Marine Journalist/Writer
Works for a marine publisher writing news, technical or special interest stories.

Suggested High School Courses:
For all level 1-5 jobs it is suggested that you earn a high school diploma or GED that includes many of the following courses:

English/Language Arts Courses
All jobs require the ability to communicate with customers and co-workers through words and writing. Taking four years of English/Language Arts in high school will help give you necessary -writing and interpersonal skills needed to:
  • assist customers -written and verbally
  • read instructions
  • keep logs of daily work, fill out work orders
  • estimating and sales
  • managing other workers
Center for Technical Education Courses
Learning how to work with tools and fix problems will help you in any marine or composite related positions. It can be beneficial to take any courses that involve the use hand tools and require reading and understanding of plans or blue prints. Examples of these classes are:
  • technical drawing
  • drafting
  • computer aided design
  • automotive or marine mechanics
  • electrical training
  • basic carpentry and/or composites
  • engineering
  • machining and welding
Math & Computer Courses
Taking algebra, geometry, and trigonometry in high school are important for any job. Math classes will help you develop strong problem-solving skills.
  • accurate measurements (lengths and widths of boats, materials needed for a job)
  • how to mix chemicals in proper ratios
  • creating orders or estimates
  • computer skills for design work or job communications
  • computer skills to research parts or service instructions
  • reading blueprints or technical drawings
  • converting measurements to metric
  • understanding budgets and accounting basics
Science Courses
Taking Biology, Chemistry, and Physics in high school will also help you develop strong problem solving skills through the hands-on projects you will have to do in these courses. Science knowledge and skills become increasingly important if you want to move to higher level marine and composite jobs.

Principles of physics are predominant in the marine world where technicians must understand:
  • buoyancy
  • material strength
  • effects of pressure and friction
  • mechanical advantages of gears, blocks and winches
Also strongly suggested:
  • electrical theory
  • mechanical theory
  • chemical/material corrosion
  • floatation

History, Social Studies, Economics Courses
Why these courses? History will help you better understand people from different backgrounds and cultures. You could be working with customers from all over the world and the better you understand the experiences of others through history, will give you the "life" skills required of any job.
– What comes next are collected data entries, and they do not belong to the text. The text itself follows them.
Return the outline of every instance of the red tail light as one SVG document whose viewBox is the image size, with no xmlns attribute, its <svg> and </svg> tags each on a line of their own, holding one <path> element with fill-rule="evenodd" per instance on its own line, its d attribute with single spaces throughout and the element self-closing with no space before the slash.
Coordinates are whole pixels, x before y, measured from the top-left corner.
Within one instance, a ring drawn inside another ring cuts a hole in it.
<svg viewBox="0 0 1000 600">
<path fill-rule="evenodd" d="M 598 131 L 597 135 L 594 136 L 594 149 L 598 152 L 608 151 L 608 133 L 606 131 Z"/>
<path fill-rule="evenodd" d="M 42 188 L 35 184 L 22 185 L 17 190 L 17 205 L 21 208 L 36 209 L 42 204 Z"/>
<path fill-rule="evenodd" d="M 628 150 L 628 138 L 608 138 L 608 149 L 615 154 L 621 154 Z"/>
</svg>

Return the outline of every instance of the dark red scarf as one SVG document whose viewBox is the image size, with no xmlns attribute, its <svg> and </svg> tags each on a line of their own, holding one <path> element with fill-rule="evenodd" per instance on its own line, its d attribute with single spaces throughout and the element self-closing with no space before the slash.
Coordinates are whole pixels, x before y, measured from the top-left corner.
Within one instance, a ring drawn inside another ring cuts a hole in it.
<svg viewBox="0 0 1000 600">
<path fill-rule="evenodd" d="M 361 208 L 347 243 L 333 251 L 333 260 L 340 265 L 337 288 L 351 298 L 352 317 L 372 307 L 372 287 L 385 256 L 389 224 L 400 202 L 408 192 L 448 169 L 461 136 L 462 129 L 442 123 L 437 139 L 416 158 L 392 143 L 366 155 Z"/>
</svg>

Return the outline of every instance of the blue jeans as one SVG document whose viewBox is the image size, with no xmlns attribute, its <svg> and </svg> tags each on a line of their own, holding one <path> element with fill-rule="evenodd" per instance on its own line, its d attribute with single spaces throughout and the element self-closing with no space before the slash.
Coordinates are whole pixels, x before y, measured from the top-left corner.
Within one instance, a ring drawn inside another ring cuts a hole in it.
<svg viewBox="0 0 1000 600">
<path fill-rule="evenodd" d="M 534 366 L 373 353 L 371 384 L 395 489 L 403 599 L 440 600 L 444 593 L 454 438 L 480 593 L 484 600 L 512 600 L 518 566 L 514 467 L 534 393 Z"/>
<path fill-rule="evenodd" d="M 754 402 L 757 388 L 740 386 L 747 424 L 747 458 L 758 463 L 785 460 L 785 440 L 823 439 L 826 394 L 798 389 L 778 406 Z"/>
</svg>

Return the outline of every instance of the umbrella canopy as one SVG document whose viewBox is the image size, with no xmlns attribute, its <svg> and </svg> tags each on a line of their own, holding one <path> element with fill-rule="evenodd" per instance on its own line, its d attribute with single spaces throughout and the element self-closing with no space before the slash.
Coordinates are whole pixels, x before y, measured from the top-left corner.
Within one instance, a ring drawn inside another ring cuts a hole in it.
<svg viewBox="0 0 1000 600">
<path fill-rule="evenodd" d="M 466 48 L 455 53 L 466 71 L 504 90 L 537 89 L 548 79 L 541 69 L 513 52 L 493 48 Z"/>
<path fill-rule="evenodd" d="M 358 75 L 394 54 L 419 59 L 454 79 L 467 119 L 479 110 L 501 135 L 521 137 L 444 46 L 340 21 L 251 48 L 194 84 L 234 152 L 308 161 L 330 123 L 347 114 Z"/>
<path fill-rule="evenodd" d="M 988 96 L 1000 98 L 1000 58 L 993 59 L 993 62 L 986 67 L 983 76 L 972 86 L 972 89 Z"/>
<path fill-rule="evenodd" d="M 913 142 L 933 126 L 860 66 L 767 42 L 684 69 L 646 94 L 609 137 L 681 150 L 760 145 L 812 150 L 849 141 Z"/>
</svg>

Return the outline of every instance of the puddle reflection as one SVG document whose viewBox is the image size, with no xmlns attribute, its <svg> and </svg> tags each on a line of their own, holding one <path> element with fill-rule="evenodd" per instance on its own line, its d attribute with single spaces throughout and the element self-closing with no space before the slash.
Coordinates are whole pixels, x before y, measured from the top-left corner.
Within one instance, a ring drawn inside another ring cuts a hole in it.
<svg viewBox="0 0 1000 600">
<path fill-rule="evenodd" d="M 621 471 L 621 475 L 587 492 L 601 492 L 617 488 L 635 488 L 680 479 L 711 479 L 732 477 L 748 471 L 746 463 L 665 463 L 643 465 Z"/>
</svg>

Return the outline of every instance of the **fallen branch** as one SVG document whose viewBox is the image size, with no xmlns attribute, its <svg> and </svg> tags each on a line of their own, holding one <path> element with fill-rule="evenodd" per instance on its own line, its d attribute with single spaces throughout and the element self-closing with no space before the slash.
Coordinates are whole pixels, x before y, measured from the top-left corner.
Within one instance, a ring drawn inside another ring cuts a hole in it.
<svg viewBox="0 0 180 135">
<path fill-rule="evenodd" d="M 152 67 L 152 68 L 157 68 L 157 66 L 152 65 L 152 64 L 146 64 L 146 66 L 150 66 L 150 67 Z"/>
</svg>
There and laws and regulations that govern the marine industry, so knowing how our government makes and enforces rules will help you too. If you ever want to move into a business role, understanding economics will help you a great deal.
Further Education and Training
High School Diploma or GED is preferred. Post secondary education or technical training degree/certificate is a plus. Some positions require an associate's degree.

Training may be available on-the-job and may take one to two years or several years of previous work-related skill, knowledge or experience. Certain jobs may require formal vocational training and specific industry certifications.